Objectives: We sought to evaluate predictors of 25(OH)D levels in a pilot subgroup of Canadian children with ADS.
Methods: We evaluated relationships between serum 25(OH)D levels and vitamin D supplement use, season (“summer” vs. “other”), skin pigmentation (DSM II Colormeter - melanin units), and self-reported ancestry (“European” vs “non-European”).

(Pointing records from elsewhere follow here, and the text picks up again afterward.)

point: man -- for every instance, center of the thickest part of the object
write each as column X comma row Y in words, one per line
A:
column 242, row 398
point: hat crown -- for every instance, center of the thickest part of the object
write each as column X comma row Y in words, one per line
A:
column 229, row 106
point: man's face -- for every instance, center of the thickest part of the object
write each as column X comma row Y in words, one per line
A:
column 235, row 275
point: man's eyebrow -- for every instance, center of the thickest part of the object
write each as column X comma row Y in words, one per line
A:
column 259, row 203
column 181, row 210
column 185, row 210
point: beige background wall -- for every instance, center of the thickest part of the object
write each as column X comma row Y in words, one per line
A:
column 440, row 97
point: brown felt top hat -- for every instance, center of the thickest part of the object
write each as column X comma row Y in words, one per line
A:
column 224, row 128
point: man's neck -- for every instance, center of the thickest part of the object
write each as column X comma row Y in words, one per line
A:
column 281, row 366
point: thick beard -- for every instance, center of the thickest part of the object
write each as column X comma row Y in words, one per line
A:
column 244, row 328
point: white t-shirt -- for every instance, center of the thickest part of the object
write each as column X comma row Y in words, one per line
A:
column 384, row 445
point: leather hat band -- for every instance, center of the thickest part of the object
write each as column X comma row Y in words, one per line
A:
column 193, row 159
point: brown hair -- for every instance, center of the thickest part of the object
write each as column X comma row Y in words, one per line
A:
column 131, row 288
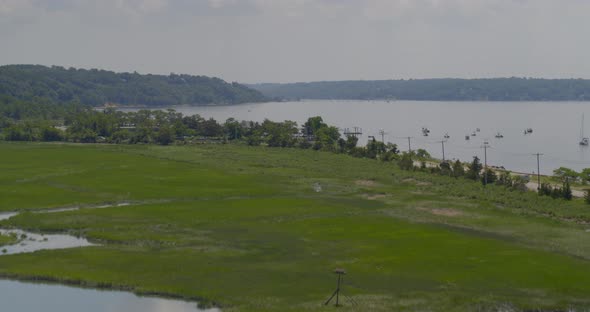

Results: We studied 38 children enrolled consecutively from a single centre participating in a national longitudinal study of pediatric ADS. Participants were evaluated a median [interquartile range (IQR)] time of 2.1 (1.0-5.1) years after ADS onset at a mean (SD) age of 11.9 (4.8) years; 20 (53%) were female and 11 (23%) have been diagnosed with confirmed MS. Median (IQR) 25(OH)D level was 83 (68-105) nmol/L and 81% reported consuming oral vitamin D supplements at time of serum procurement. 25(OH)D did not differ between those reporting taking vitamin D supplements vs. those who did not (p=0.64) nor between summer vs. other seasons (p=0.14) . Although melanin did not correlate with 25(OH)D levels (p=0.06), 25(OH)D was higher in those of European ancestry as compared to non-Europeans (99 (75-109) nmol/L vs. 77 (55-101) nmol/L [median (IQR)]; p=0.01) and melanin was lower in the European ancestry group (p<0.001). Use of vitamin D supplements did not differ between these groups (p=0.29).
Conclusions: In a pilot group of children with ADS, cross-sectional 25(OH)D was not independently related to reported vitamin D supplement use, season, or melanin. Vitamin D supplementation is routinely recommended to these patients; thus higher 25(OH)D levels and more frequent use of vitamin D supplements were observed in this cohort than in the general Canadian pediatric population. Children of European ancestry had higher 25(OH)D as compared to non-European ancestries despite no reported difference in compliance with vitamin D supplementation. Various facets pertaining to ancestry may affect vitamin D status beyond skin pigmentation, such as diet, sun exposure, or genetic differences in vitamin D metabolism.